Tell Ellis Faas that when it comes to ramp makeup, we, in India, tend to play it safe, and she remarks, “It’s a beautiful way, I think. Who knows, maybe the smoky eye originated in India. Surely. Indians have been using kohl for a long time. But, yes, maybe it’s time to find a new classic.”

Amsterdam-based Ellis is a bit of a makeup legend. Besides working with companies like Clinique, MAC, Lancome and L’Oreal, she’s painted faces for the biggest names in fashion business — Chanel, Fendi, Dolce & Gabbana, Moschino, Diesel, Diane von Fürstenberg, Armani, Jean-Paul Gaultier, Lanvin…It’s a very long list.

In New Delhi to work on the ‘Dutch Fashion Here & Now – India’ show being put up at the Wills Lifestyle India Fashion Week this evening, Ellis will be working on the show that sees two pairs of Dutch and Indian labels collaborating — Rohit Gandhi + Rahul Khanna with DIED, and Suneet Varma with Jan Taminiau.

Ramp makeup in recent times has been pushing boundaries — from sequined eyebrows (Chanel) to neon lips (Dior) to green or whitened faces (Vivienne Westwood) to dip-dyed hair (Prada). How does Ellis see this palette evolution and developing trends in makeup?

“I think it’s become freer. I never set a trend. Or maybe you set a trend but that’s not the idea. You talk to the designer, and you normally have a story about what sort of girl it is — where she lives, where she eats, what she does during the day. Then I sort of imagine what she would look like. And every designer has a different story. So every makeup is different,” says Ellis. “Afterwards journalists see the common things in all the shows, they pick out things that they see and call it a trend. That’s the way it works. We work the other way round.”
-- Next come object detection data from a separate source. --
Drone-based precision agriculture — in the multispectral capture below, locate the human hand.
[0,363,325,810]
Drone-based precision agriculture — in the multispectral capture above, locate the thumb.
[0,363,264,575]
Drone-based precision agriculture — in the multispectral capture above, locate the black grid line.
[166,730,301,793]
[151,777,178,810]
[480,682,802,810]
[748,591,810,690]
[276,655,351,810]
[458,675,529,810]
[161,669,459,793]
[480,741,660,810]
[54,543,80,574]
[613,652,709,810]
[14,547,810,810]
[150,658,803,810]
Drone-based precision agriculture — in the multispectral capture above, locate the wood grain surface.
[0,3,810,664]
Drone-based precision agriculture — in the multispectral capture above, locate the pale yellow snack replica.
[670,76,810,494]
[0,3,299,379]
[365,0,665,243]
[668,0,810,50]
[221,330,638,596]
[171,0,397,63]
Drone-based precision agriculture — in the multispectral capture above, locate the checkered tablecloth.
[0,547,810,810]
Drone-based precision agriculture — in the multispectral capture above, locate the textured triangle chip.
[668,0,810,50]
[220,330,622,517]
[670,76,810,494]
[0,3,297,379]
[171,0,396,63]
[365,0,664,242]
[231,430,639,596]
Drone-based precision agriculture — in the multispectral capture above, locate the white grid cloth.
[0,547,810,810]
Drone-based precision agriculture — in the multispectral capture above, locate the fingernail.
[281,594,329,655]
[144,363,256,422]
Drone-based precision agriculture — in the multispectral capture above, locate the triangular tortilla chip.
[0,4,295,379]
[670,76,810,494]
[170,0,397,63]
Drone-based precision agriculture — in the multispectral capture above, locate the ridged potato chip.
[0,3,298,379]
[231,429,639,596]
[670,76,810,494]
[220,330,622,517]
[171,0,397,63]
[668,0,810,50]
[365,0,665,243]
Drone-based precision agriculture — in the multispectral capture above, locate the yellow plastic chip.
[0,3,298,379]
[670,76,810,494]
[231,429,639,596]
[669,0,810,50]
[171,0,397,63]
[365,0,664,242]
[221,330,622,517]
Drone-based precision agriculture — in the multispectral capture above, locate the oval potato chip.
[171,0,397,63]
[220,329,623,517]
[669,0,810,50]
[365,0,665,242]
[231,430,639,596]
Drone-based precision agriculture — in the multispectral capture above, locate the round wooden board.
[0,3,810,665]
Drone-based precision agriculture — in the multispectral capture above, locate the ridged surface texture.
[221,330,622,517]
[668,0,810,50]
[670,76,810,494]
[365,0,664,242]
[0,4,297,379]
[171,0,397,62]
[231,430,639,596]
It’s useful when the designer has a clear narrative. “It’s very inspiring when they have a story. It’s very difficult to create when someone says, ‘Do something’; where do you start then?”

On the art of storytelling through makeup, Ellis recalls one narrated by Italian designer Giambattista Valli once. “His was about Little Red Riding Hood eating the wolf. During the show the volume came out of the clothes, and that was the wolf coming out, which, if you think about it, is really weird. That is a really nice way to start makeup. You might not see it when you see the show, but for us it’s nice storytelling.”

While Ellis has worked on thousands of magazine photo shoots, it is ramp makeup that gets preference. “The older I get, the better I like shows, because it’s instant — you work really hard for four hours and then the show is over and you leave. For photo shoots, you work for maybe two hours and then sit there for 16. I’m too old and I’m too bored, and I can’t handle that anymore,” she grins.

In 2009, Ellis used her experience in makeup application and product development to launch her own brand of cosmetics, Ellis Faas. Which gap in the market did she see that needed filling? “The portability,” Ellis replies. “That was my first aim. When I was designing makeup for Biotherm I suggested that there had to be something uniform, something very portable; makeup usually comes in all these different shapes and sizes. I wanted something uniform, easy, where you don’t need to carry a whole kit with you, as a consumer. My makeup line is really meant for the consumer, not for the makeup artiste. It’s very confusing for a makeup artiste because it all looks the same!”

The colours too, she says, are about those that might naturally exist on the human body. “For instance, red is the colour of blood, purple is the colour of a bruise. They’re all colours that become one with your skin, they’re not clashing with your skin.”